The long-term and short-term temporal variations of the LRT temperatures and heights were studied in different regions of Iran by the use of the atmospheric profiles from January 2006 until May 2010 produced by the GPS RO technique. RO data from CHAMP, GRACE and COSMIC satellite missions were used for the study. The variations of the tropopause parameters had similar patterns in the identical ranges of the geographic latitudes, as previous research had shown the strong dependency of the tropopause heights on the geographic latitude.

It was inferred from the tropopause height and temperature time series that mixing occurs in winter in the latitudes between 24° and 36°, which can be attributed to the subtropical jet. At higher latitudes, mixing occurs in summer as a result of subtropical high. In addition, investigation of the frequency histograms of the tropopause heights illustrated a bimodal pattern, which is consistent with the earlier studies. The primary modes in the latitude ranges 24°–30° and 36°–42° were found to be around 16.5 km (in the order of subtropical tropopause height) and 10.5 km (in the order of extratropical tropopause height), respectively.

The least-squares harmonic estimation was applied to the time series of the LRT heights and temperatures, and the results were consistent with the previous analyses. By applying the univariate LS-HE, the annual signal and its higher harmonics were estimated as the dominant components, which is compatible with previous studies on the long-term variations of the tropopause (Krishna Murthy et al. 1985; Randel et al. 2000). Moreover, the annual component was estimated to be stronger than its higher harmonics, which confirms the previous works by, e.g., Krishna Murthy et al. (1985) and Hashiguchi et al. (2006). In addition to the long-term signals, the diurnal and semidiurnal cycles were also estimated by the univariate LS-HE as the main short-term variations.

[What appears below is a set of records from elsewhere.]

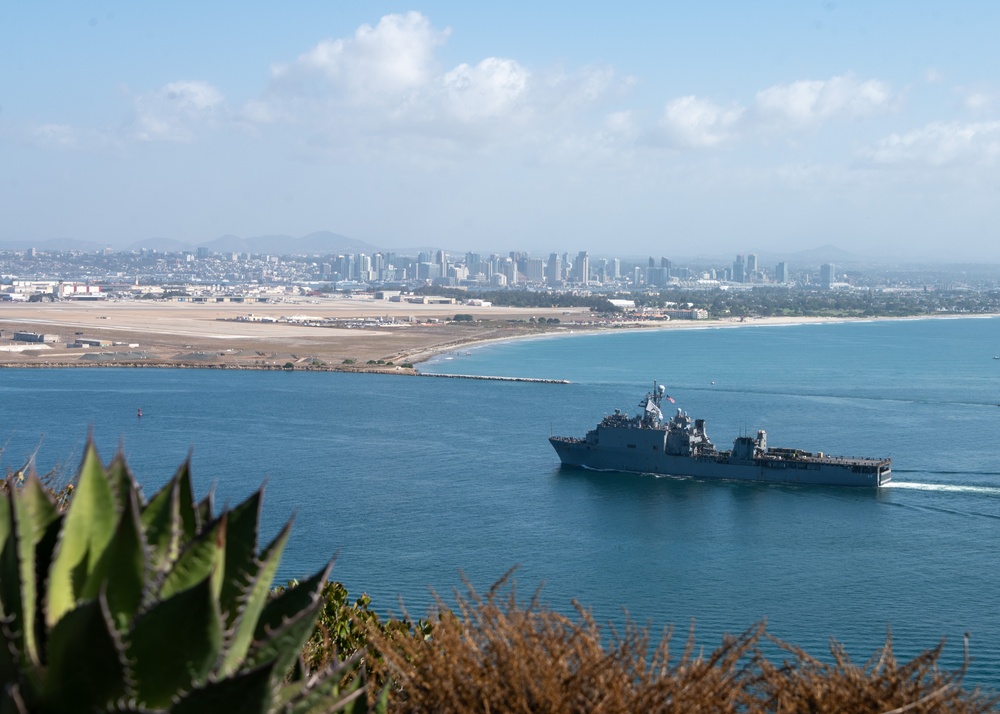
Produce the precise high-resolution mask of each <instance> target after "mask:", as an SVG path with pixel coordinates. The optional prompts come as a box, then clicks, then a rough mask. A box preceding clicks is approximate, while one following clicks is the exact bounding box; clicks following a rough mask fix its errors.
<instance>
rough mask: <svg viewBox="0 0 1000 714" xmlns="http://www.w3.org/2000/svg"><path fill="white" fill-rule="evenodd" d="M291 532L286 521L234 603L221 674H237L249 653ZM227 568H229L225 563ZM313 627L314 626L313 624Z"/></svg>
mask: <svg viewBox="0 0 1000 714" xmlns="http://www.w3.org/2000/svg"><path fill="white" fill-rule="evenodd" d="M291 530H292V522H291V521H289V522H288V523H286V524H285V527H284V528H282V529H281V532H280V533H279V534H278V535H277V537H275V539H274V541H272V543H271V545H269V546H268V548H267V550H266V551H265V552H264V555H263V556H262V559H261V560H262V562H261V563H260V565H259V567H258V568H257V573H256V575H255V576H254V579H253V581H252V583H251V584H250V587H249V588H248V589H247V591H246V592H245V594H243V596H242V597H241V598H240V600H239V601H238V603H237V607H238V609H237V612H236V617H235V622H234V624H233V626H232V629H231V634H230V636H229V637H228V639H227V643H226V644H227V647H226V654H225V656H224V657H223V660H222V664H221V666H220V671H221V672H222V673H223V674H232V673H233V672H236V671H237V670H238V669H239V667H240V665H241V663H242V662H243V659H244V658H245V657H246V655H247V652H249V650H250V646H251V644H252V642H253V639H254V633H255V631H256V629H257V623H258V621H259V619H260V616H261V613H262V612H263V611H264V607H265V605H266V604H267V599H268V595H269V594H270V591H271V583H272V582H273V580H274V575H275V573H276V572H277V570H278V564H279V563H280V562H281V556H282V554H283V553H284V550H285V545H286V544H287V543H288V536H289V534H290V533H291ZM226 565H227V568H228V565H229V561H228V560H227V561H226ZM313 625H315V621H314V622H313ZM300 649H301V648H300Z"/></svg>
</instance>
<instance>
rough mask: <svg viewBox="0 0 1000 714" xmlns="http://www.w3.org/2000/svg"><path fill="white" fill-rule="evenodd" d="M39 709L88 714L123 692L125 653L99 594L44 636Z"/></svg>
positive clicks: (123, 693)
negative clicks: (41, 676)
mask: <svg viewBox="0 0 1000 714" xmlns="http://www.w3.org/2000/svg"><path fill="white" fill-rule="evenodd" d="M46 654H47V656H48V662H47V664H46V670H45V687H44V690H43V702H42V706H43V708H45V709H47V710H48V711H93V710H97V709H103V708H104V707H106V706H107V705H108V704H109V703H110V702H113V701H115V700H117V699H120V698H121V697H123V696H124V695H125V694H126V691H125V683H126V677H125V648H124V647H123V645H122V643H121V642H120V640H119V639H118V637H117V633H116V632H115V625H114V623H113V621H112V619H111V612H110V610H109V608H108V601H107V598H105V597H104V595H103V594H101V595H100V596H99V597H98V598H97V599H95V600H89V601H87V602H85V603H83V604H82V605H80V606H78V607H76V608H74V609H73V610H70V611H69V612H67V613H66V614H65V615H63V617H62V618H60V620H59V622H57V623H56V625H55V627H53V628H52V631H51V632H50V633H49V638H48V648H47V653H46Z"/></svg>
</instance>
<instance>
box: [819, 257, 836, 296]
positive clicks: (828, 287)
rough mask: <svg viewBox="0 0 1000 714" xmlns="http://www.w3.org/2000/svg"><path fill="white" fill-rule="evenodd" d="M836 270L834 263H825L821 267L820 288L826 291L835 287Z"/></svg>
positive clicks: (820, 272)
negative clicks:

To overcome the time gaps in the time series of the different regions, the multivariate LS-HE was used to estimate the total power spectra for the tropopause heights and temperatures, which yielded more obvious annual and diurnal components together with their higher harmonics.

It should be noted that by applying the method of LS-HE to the evenly spaced radiosonde data, temporal variations of the tropopause parameters may be better investigated, since the climate is not really identical for the whole area of each of the three latitudinal zones specified in this study. In other words, by the use of this method on the long-term radiosonde time series in the different climatic regions, the dominant periodic components can be detected, and the variations can be compared for different regions. In addition, because of the high efficiency of the LS-HE in the frequency analysis of the completely unevenly spaced time series, use of this method is recommended for studying the periodic cycles of other RO-derived parameters related to the climatology and the stratosphere-troposphere exchange. With the future availability of COSMIC-2 RO data, the temporal resolutions of the time series will significantly improve, leading to better investigation of the periodicity in atmospheric parameters.